Sei Yuichi, Ohsuga Akihiko
The University of Electro-Communications, Tokyo, Japan.
BioData Min. 2021 Jan 22;14(1):6. doi: 10.1186/s13040-021-00238-x.
The importance of privacy protection in analyses of personal data, such as genome-wide association studies (GWAS), has grown in recent years. GWAS focuses on identifying single-nucleotide polymorphisms (SNPs) associated with certain diseases such as cancer and diabetes, and the chi-squared (χ) hypothesis test of independence can be utilized for this identification. However, recent studies have shown that publishing the results of χ tests of SNPs or personal data could lead to privacy violations. Several studies have proposed anonymization methods for χ testing with ε-differential privacy, which is the cryptographic community's de facto privacy metric. However, existing methods can only be applied to 2×2 or 2×3 contingency tables, otherwise their accuracy is low for small numbers of samples.

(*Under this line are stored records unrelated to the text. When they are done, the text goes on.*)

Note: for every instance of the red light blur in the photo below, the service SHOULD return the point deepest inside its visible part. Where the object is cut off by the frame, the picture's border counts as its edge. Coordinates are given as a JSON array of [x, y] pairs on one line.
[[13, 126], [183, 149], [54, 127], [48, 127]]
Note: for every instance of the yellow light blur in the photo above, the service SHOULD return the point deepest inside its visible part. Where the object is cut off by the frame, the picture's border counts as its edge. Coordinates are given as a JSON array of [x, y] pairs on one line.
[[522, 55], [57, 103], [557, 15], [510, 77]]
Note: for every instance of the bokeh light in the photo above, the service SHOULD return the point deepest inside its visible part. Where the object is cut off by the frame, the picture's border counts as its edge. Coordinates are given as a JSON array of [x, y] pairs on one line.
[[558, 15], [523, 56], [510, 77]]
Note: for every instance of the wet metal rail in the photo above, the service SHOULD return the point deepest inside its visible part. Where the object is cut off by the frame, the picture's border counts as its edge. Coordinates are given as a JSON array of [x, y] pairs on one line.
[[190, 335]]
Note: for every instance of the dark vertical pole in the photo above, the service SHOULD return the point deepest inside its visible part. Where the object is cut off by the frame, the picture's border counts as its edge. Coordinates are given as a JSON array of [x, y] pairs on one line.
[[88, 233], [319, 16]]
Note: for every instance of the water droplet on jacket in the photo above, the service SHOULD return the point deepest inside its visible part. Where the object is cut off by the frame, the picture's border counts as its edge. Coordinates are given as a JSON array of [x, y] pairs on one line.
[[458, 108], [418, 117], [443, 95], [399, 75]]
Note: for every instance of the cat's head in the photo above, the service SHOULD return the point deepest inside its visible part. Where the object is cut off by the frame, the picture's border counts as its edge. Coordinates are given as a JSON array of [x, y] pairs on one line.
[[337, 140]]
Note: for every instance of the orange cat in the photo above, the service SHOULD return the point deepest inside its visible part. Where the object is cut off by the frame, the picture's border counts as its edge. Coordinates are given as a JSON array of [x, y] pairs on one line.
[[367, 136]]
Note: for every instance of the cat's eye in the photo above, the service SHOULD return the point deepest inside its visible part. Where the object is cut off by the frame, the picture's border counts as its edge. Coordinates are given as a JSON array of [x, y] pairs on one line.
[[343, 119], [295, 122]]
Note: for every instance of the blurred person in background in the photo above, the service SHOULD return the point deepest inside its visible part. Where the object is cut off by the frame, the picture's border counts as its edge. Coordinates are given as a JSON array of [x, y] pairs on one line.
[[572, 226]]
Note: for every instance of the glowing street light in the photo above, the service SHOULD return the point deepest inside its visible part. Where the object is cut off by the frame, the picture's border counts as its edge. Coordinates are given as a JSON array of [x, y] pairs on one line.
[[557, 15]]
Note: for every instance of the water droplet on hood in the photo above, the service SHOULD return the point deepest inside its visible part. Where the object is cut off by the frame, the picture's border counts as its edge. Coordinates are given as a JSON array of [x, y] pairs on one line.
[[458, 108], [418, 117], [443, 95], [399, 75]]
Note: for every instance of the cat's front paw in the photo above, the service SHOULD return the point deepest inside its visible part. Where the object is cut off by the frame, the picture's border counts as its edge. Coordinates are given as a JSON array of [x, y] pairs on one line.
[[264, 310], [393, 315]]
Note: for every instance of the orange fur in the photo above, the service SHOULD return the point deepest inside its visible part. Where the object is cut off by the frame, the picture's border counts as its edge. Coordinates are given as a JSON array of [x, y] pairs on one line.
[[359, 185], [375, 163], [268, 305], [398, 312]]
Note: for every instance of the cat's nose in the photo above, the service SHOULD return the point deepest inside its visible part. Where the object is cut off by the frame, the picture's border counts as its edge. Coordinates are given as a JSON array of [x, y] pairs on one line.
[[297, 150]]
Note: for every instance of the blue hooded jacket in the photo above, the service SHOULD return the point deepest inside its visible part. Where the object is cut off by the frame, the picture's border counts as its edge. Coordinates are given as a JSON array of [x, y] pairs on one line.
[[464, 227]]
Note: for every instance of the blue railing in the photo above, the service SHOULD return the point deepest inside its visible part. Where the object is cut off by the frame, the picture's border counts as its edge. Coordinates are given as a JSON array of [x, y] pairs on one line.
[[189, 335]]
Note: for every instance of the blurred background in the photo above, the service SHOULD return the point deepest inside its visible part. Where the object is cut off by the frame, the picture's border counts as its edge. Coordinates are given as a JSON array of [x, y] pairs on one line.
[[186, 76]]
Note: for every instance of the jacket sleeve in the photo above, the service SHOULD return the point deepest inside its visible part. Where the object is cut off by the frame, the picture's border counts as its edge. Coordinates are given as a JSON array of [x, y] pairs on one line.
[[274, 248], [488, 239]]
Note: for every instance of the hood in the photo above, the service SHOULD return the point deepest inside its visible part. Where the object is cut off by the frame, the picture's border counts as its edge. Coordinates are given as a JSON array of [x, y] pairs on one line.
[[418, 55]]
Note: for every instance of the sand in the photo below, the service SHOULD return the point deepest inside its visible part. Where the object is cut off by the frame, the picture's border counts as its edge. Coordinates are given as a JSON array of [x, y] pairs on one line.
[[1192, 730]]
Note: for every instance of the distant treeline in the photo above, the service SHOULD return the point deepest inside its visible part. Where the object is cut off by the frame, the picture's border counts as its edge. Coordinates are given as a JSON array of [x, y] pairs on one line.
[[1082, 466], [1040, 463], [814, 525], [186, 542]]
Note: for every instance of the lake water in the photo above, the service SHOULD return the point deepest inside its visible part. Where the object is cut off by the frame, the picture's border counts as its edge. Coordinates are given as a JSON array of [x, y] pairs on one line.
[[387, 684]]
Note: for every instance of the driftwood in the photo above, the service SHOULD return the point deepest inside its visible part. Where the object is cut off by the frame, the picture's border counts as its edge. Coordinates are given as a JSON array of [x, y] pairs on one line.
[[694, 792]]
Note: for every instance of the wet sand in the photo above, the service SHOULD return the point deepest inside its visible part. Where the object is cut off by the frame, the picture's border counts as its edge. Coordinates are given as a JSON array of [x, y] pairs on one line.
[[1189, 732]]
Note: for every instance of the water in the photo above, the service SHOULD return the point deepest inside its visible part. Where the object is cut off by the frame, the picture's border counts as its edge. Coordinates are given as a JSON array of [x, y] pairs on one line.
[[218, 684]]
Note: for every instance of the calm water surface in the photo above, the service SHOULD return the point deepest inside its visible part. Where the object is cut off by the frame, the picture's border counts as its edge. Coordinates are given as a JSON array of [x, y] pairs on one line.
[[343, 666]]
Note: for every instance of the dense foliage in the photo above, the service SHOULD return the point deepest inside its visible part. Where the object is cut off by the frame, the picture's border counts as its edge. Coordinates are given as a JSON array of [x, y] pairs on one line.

It is difficult to collect numerous high-sensitive samples in many cases such as COVID-19 analysis in its early propagation stage.
We propose a novel anonymization method (RandChiDist), which anonymizes χ testing for small samples. We prove that RandChiDist satisfies differential privacy. We also experimentally evaluate its analysis using synthetic datasets and real two genomic datasets. RandChiDist achieved the least number of Type II errors among existing and baseline methods that can control the ratio of Type I errors.
We propose a new differentially private method, named RandChiDist, for anonymizing χ values for an I×J contingency table with a small number of samples. The experimental results show that RandChiDist outperforms existing methods for small numbers of samples.
近年来,在全基因组关联研究(GWAS)等个人数据分析中,隐私保护的重要性日益凸显。GWAS专注于识别与某些疾病(如癌症和糖尿病)相关的单核苷酸多态性(SNP),卡方(χ)独立性假设检验可用于此识别。然而,最近的研究表明,公布SNP或个人数据的χ检验结果可能导致隐私侵犯。多项研究提出了使用ε-差分隐私进行χ检验的匿名化方法,ε-差分隐私是密码学界事实上的隐私度量标准。然而,现有方法仅适用于2×2或2×3列联表,否则对于少量样本其准确性较低。在许多情况下,如COVID-19早期传播阶段的分析,很难收集到大量高敏感性样本。
我们提出了一种新颖的匿名化方法(RandChiDist),该方法可对少量样本的χ检验进行匿名化处理。我们证明了RandChiDist满足差分隐私。我们还使用合成数据集和真实的两个基因组数据集对其分析进行了实验评估。在能够控制I类错误率的现有方法和基线方法中,RandChiDist的II类错误数量最少。
我们提出了一种名为RandChiDist的新的差分隐私方法,用于对少量样本的I×J列联表的χ值进行匿名化处理。实验结果表明,对于少量样本,RandChiDist优于现有方法。